Penni DePaul simply needed to be held. And, by God, he could certainly do that…

*

The river roared and thrashed over the rocks as Umar hung onto the rope he had strung across the watery expanse using an ancient technique his grandfather taught him. It basically consisted of attaching one end of the sturdy rope to a leader line, in this case some fishing filament, which was itself attached to native seedpod that was capable of floating atop water. Using a quickly constructed slingshot made of vines and palm bark, he sent the seed with the fishing line attached flying across the raging river. After a couple of failed attempts, the seed finally sailed over his target…the thick limb of a tree. Then, just as it’d done when his grandfather showed him how to do it twenty years ago, the weight of the seed caused it to fall to the ground, roll down the opposite bank, and plop into the water.
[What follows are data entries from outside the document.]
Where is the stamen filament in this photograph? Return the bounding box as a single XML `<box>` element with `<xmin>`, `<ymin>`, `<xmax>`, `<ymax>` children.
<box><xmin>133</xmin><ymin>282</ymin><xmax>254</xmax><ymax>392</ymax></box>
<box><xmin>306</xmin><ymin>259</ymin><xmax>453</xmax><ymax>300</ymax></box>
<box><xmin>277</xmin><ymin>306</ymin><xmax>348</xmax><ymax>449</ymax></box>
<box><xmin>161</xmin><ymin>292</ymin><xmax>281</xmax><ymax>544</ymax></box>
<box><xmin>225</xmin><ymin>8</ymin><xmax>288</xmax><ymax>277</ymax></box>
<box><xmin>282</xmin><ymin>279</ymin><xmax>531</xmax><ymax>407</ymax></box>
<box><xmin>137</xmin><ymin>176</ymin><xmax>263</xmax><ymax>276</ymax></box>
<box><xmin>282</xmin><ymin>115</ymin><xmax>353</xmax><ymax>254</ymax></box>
Then came the tricky part…

By carefully and patiently tugging, and subsequently letting out more and more slack in the lead line, Umar was able to make the seedpod dance across to their side of the river before it was washed too far downstream and he ran out of fishing filament. Then it was a small matter of sliding down the slippery bank without falling in, fetching the seed from the clutches of the seething water, and reeling in the line. Since the rope was attached to its opposite end, by reeling in the line, it forced the rope across the river, over the branch, and back to them. He finished the task by tying the two ends of the rope around the trunk of a tree. And, as the Americans would say, bingo! He and his men could now forge the volatile river by inching their way across the rope like silkworms. And even though the complicated maneuver had given his prey a head start of nearly two hours, it was far better than having to trudge the twenty or so miles down the trail to the next bridge.